Before “Night of the Living Dead” was made, zombie movies were almost always set on Haiti or somewhere else in the Caribbean. The zombies were mindless slaves controlled by a “zombie master,” and they didn't eat people. The real terror was the possibility of being turned into a zombie, not being torn apart by one.
As racist and anachronistic as those movies often were, that is much closer to the folklore of the Haitian “zombi” than what we now think of as a zombie, and it's all because of this movie. George Romero literally invented the genre of hordes of flesh-eating zombies destroying civilization. This is the very first movie of its type.
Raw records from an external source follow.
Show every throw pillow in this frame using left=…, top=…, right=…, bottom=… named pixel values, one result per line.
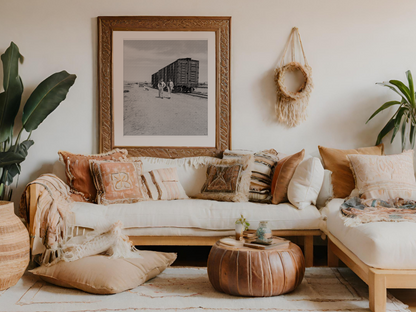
left=90, top=158, right=149, bottom=205
left=287, top=157, right=324, bottom=209
left=58, top=149, right=128, bottom=202
left=196, top=155, right=254, bottom=202
left=316, top=170, right=334, bottom=208
left=348, top=150, right=416, bottom=200
left=29, top=251, right=177, bottom=294
left=318, top=144, right=384, bottom=198
left=149, top=167, right=188, bottom=200
left=223, top=149, right=281, bottom=203
left=271, top=149, right=305, bottom=204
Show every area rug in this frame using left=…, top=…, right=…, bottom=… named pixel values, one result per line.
left=0, top=267, right=409, bottom=312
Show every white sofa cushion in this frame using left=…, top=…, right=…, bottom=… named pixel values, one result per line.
left=72, top=199, right=322, bottom=232
left=288, top=157, right=324, bottom=209
left=324, top=198, right=416, bottom=269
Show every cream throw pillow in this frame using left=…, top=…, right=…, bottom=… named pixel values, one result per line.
left=288, top=157, right=324, bottom=209
left=30, top=251, right=177, bottom=294
left=348, top=150, right=416, bottom=200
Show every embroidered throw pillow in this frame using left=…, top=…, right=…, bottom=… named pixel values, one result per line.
left=223, top=149, right=282, bottom=203
left=271, top=149, right=305, bottom=205
left=58, top=149, right=128, bottom=202
left=90, top=158, right=149, bottom=205
left=348, top=150, right=416, bottom=200
left=148, top=167, right=188, bottom=200
left=197, top=155, right=254, bottom=202
left=318, top=144, right=384, bottom=198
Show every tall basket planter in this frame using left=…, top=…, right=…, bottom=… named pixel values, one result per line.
left=0, top=201, right=29, bottom=290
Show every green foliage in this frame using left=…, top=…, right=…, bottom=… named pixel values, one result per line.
left=0, top=42, right=76, bottom=200
left=367, top=70, right=416, bottom=151
left=235, top=214, right=250, bottom=231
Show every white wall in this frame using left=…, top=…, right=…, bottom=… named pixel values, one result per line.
left=1, top=0, right=416, bottom=206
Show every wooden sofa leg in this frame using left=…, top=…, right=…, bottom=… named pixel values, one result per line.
left=304, top=235, right=313, bottom=267
left=369, top=269, right=386, bottom=312
left=327, top=239, right=339, bottom=267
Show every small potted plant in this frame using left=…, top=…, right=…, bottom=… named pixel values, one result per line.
left=235, top=214, right=250, bottom=240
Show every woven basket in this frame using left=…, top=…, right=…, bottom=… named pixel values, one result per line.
left=0, top=201, right=29, bottom=291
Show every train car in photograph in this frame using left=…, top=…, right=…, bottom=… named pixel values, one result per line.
left=151, top=58, right=199, bottom=93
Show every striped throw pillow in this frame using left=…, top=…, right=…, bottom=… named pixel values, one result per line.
left=223, top=149, right=282, bottom=203
left=149, top=168, right=188, bottom=200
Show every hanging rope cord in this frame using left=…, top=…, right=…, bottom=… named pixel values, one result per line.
left=279, top=27, right=309, bottom=68
left=274, top=27, right=313, bottom=127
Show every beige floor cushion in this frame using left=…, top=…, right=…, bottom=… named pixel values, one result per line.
left=29, top=251, right=176, bottom=294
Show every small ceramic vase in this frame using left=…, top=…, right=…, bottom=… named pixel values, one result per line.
left=256, top=221, right=272, bottom=242
left=235, top=223, right=244, bottom=241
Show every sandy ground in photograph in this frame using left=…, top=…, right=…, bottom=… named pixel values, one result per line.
left=123, top=83, right=208, bottom=136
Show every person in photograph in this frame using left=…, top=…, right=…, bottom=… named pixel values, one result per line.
left=158, top=79, right=166, bottom=98
left=167, top=79, right=174, bottom=99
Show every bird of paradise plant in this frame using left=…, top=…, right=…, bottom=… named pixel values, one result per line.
left=0, top=42, right=76, bottom=200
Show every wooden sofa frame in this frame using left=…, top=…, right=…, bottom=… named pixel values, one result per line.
left=327, top=231, right=416, bottom=312
left=28, top=184, right=320, bottom=267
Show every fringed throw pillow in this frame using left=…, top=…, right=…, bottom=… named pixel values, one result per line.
left=348, top=150, right=416, bottom=200
left=89, top=158, right=149, bottom=205
left=223, top=149, right=282, bottom=203
left=196, top=155, right=254, bottom=202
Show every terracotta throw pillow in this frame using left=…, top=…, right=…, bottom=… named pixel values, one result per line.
left=90, top=158, right=149, bottom=205
left=58, top=149, right=128, bottom=202
left=29, top=251, right=177, bottom=294
left=348, top=150, right=416, bottom=200
left=197, top=155, right=254, bottom=202
left=318, top=144, right=384, bottom=198
left=271, top=150, right=305, bottom=204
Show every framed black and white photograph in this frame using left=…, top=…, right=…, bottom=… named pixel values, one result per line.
left=98, top=16, right=231, bottom=158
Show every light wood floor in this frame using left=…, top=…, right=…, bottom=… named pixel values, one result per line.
left=138, top=245, right=416, bottom=310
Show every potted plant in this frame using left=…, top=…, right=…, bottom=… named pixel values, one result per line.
left=367, top=70, right=416, bottom=151
left=235, top=214, right=250, bottom=240
left=0, top=42, right=76, bottom=290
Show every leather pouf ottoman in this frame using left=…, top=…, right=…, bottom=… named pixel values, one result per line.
left=207, top=241, right=305, bottom=297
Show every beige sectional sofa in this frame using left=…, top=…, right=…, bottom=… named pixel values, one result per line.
left=27, top=155, right=326, bottom=267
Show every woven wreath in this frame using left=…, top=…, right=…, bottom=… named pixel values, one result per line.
left=275, top=28, right=314, bottom=127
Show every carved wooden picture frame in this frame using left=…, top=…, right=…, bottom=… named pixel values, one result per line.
left=98, top=16, right=231, bottom=158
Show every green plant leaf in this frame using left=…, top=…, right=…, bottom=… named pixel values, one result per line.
left=376, top=117, right=396, bottom=145
left=390, top=79, right=412, bottom=104
left=22, top=71, right=76, bottom=132
left=391, top=108, right=407, bottom=143
left=366, top=101, right=401, bottom=123
left=377, top=82, right=405, bottom=101
left=411, top=123, right=416, bottom=149
left=0, top=151, right=25, bottom=167
left=401, top=118, right=407, bottom=152
left=1, top=163, right=20, bottom=185
left=0, top=42, right=24, bottom=143
left=406, top=70, right=415, bottom=108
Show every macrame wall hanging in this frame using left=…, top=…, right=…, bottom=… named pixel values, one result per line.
left=275, top=27, right=313, bottom=127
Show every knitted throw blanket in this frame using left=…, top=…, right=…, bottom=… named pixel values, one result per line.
left=341, top=196, right=416, bottom=227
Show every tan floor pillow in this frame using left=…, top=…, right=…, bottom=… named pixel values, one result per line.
left=29, top=251, right=176, bottom=294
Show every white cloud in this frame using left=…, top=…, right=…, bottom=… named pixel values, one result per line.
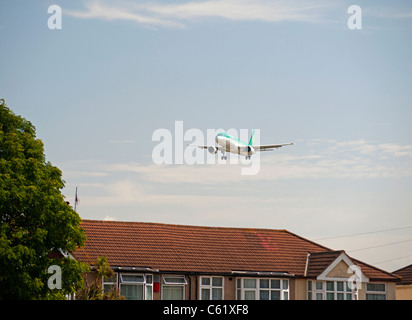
left=367, top=6, right=412, bottom=20
left=67, top=139, right=412, bottom=186
left=65, top=0, right=339, bottom=28
left=77, top=176, right=274, bottom=208
left=61, top=139, right=412, bottom=207
left=65, top=0, right=186, bottom=28
left=147, top=0, right=334, bottom=22
left=333, top=139, right=412, bottom=159
left=378, top=143, right=412, bottom=158
left=100, top=139, right=412, bottom=182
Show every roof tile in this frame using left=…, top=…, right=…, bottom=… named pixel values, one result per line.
left=72, top=219, right=397, bottom=281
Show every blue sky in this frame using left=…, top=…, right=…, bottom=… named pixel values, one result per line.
left=1, top=0, right=412, bottom=272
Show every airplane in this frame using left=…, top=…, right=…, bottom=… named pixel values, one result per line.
left=190, top=130, right=294, bottom=160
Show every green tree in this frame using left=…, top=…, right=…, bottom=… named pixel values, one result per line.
left=0, top=99, right=88, bottom=299
left=76, top=256, right=124, bottom=300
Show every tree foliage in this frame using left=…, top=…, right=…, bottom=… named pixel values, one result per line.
left=76, top=256, right=124, bottom=300
left=0, top=99, right=87, bottom=299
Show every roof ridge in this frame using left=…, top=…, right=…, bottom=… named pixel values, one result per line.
left=308, top=250, right=345, bottom=255
left=351, top=257, right=400, bottom=281
left=81, top=219, right=290, bottom=233
left=393, top=263, right=412, bottom=274
left=281, top=229, right=332, bottom=252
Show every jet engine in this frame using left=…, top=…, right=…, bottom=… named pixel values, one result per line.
left=246, top=145, right=255, bottom=155
left=208, top=146, right=218, bottom=154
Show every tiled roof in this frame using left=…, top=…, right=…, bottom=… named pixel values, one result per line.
left=72, top=220, right=398, bottom=281
left=305, top=251, right=343, bottom=277
left=351, top=258, right=400, bottom=282
left=305, top=251, right=399, bottom=281
left=393, top=264, right=412, bottom=285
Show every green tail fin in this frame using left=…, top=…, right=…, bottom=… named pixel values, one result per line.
left=248, top=129, right=255, bottom=146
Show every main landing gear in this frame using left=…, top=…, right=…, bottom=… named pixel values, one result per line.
left=221, top=151, right=228, bottom=160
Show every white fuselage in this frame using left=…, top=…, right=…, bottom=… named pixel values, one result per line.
left=215, top=134, right=255, bottom=156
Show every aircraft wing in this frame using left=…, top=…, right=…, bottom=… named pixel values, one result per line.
left=187, top=144, right=216, bottom=149
left=186, top=144, right=223, bottom=150
left=253, top=142, right=294, bottom=151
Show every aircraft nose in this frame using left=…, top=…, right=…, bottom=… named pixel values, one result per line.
left=215, top=136, right=219, bottom=144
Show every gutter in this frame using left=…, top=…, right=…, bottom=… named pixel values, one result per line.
left=231, top=271, right=295, bottom=277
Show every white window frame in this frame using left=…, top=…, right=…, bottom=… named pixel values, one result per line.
left=162, top=275, right=187, bottom=300
left=307, top=280, right=356, bottom=300
left=120, top=273, right=145, bottom=284
left=236, top=278, right=289, bottom=300
left=365, top=283, right=386, bottom=300
left=199, top=276, right=224, bottom=300
left=102, top=272, right=118, bottom=293
left=145, top=274, right=153, bottom=300
left=118, top=273, right=153, bottom=300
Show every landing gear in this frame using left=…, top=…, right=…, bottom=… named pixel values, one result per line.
left=245, top=155, right=251, bottom=160
left=221, top=151, right=228, bottom=160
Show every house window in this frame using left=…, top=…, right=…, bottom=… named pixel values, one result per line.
left=307, top=280, right=354, bottom=300
left=162, top=275, right=187, bottom=300
left=146, top=275, right=153, bottom=300
left=119, top=274, right=153, bottom=300
left=200, top=276, right=224, bottom=300
left=236, top=278, right=289, bottom=300
left=102, top=273, right=118, bottom=293
left=366, top=283, right=386, bottom=300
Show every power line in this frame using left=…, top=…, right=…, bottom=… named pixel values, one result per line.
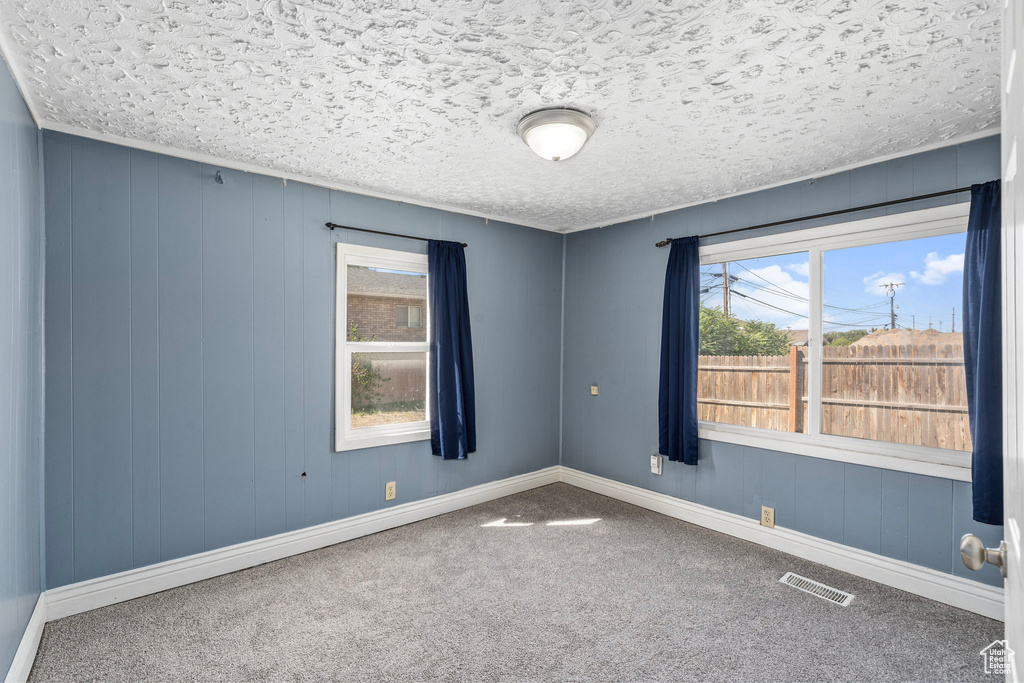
left=732, top=262, right=806, bottom=300
left=723, top=275, right=890, bottom=317
left=729, top=275, right=805, bottom=302
left=723, top=269, right=891, bottom=313
left=730, top=290, right=808, bottom=319
left=702, top=269, right=928, bottom=333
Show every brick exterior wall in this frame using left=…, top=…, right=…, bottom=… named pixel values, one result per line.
left=347, top=295, right=426, bottom=342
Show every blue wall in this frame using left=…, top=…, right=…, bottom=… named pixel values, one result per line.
left=42, top=132, right=563, bottom=588
left=562, top=136, right=1007, bottom=587
left=0, top=58, right=44, bottom=678
left=39, top=127, right=1008, bottom=595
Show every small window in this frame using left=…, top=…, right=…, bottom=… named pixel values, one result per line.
left=397, top=305, right=423, bottom=328
left=335, top=243, right=429, bottom=452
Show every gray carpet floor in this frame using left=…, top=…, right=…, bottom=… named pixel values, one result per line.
left=30, top=483, right=1001, bottom=682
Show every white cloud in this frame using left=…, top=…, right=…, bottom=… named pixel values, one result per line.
left=909, top=252, right=964, bottom=285
left=863, top=271, right=906, bottom=296
left=785, top=262, right=810, bottom=277
left=730, top=264, right=809, bottom=328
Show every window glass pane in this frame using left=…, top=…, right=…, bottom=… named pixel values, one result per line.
left=698, top=253, right=809, bottom=432
left=351, top=352, right=427, bottom=429
left=347, top=265, right=426, bottom=342
left=395, top=305, right=423, bottom=329
left=821, top=233, right=970, bottom=451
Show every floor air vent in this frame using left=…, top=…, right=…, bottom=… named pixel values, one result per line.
left=780, top=572, right=854, bottom=606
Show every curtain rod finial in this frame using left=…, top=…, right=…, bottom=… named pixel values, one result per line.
left=655, top=238, right=673, bottom=248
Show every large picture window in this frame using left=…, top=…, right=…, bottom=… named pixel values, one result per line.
left=335, top=243, right=430, bottom=451
left=697, top=203, right=972, bottom=477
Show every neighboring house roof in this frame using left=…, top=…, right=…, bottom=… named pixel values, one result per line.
left=348, top=266, right=426, bottom=299
left=785, top=330, right=809, bottom=346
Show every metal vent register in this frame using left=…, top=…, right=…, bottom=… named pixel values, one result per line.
left=780, top=572, right=854, bottom=606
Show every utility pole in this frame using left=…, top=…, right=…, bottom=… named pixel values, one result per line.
left=880, top=282, right=904, bottom=330
left=912, top=315, right=916, bottom=331
left=952, top=307, right=955, bottom=334
left=722, top=262, right=730, bottom=317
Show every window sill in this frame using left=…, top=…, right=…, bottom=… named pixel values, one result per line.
left=698, top=422, right=971, bottom=482
left=335, top=424, right=430, bottom=452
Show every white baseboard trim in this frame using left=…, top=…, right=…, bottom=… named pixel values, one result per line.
left=557, top=466, right=1004, bottom=621
left=44, top=466, right=560, bottom=622
left=4, top=594, right=45, bottom=683
left=9, top=462, right=1001, bottom=681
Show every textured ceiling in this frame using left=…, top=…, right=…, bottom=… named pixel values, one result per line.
left=0, top=0, right=1001, bottom=231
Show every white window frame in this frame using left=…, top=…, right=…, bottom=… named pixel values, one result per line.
left=335, top=243, right=430, bottom=452
left=697, top=202, right=973, bottom=481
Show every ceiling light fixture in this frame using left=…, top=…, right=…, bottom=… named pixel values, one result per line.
left=517, top=108, right=595, bottom=162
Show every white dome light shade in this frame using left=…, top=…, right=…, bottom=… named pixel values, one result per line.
left=517, top=109, right=596, bottom=161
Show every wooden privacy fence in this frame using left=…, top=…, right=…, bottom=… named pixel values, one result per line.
left=697, top=344, right=971, bottom=451
left=352, top=355, right=426, bottom=408
left=697, top=351, right=796, bottom=432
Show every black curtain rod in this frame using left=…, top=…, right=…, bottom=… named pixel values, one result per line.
left=654, top=186, right=973, bottom=248
left=325, top=222, right=467, bottom=247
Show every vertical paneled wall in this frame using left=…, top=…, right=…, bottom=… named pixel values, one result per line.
left=39, top=127, right=1008, bottom=600
left=43, top=132, right=563, bottom=589
left=0, top=59, right=44, bottom=678
left=562, top=136, right=1006, bottom=587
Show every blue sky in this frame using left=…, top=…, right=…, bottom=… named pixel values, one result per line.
left=700, top=232, right=966, bottom=333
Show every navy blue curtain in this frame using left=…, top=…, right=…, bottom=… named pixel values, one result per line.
left=659, top=236, right=700, bottom=465
left=428, top=240, right=476, bottom=460
left=963, top=181, right=1002, bottom=525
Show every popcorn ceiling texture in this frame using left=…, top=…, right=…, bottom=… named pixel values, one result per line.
left=0, top=0, right=1001, bottom=231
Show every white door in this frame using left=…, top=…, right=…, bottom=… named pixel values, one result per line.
left=1003, top=0, right=1024, bottom=678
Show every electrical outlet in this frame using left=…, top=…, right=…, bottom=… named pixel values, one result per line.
left=590, top=385, right=599, bottom=396
left=385, top=481, right=396, bottom=501
left=650, top=454, right=663, bottom=475
left=761, top=505, right=775, bottom=528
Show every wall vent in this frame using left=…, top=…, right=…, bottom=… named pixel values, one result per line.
left=780, top=572, right=854, bottom=606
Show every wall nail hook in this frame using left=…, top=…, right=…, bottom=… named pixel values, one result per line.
left=215, top=170, right=224, bottom=184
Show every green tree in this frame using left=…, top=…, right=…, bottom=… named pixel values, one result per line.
left=348, top=321, right=390, bottom=412
left=699, top=304, right=740, bottom=355
left=734, top=319, right=793, bottom=356
left=698, top=305, right=793, bottom=356
left=823, top=328, right=874, bottom=346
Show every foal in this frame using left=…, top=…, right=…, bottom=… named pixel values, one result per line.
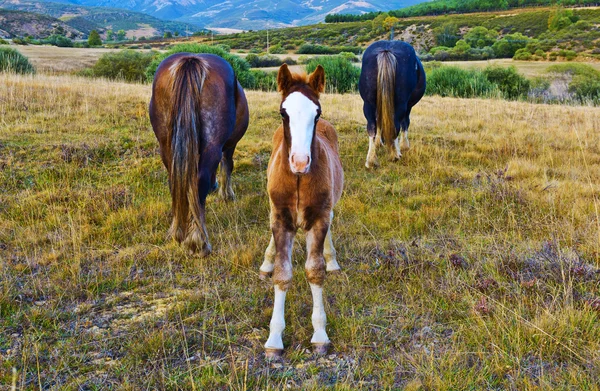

Romero's not actually responsible for the misuse of the term “zombie,” though, because he never uses the word. His cannibalistic undead monsters are referred to as “ghouls.” For some reason people started calling them zombies, and the name stuck. Romero's movies have been a bit hit-or-miss, but the original “Night of the Living Dead” ( and its sequel, the original “Dawn of the Dead”) are real horror-movie classics, with actual character-driven conflicts, plots and even a bit of social commentary. The movie might look a little dated if you're used to slick Hollywood zombie movies featuring Woody Harrelson, but if you want a good old-fashioned ghoul-siege, you can't go wrong with this one. Plus, the obligatory flesh-feast scene- also the first of its kind- is still as disgustingly horrifying as ever.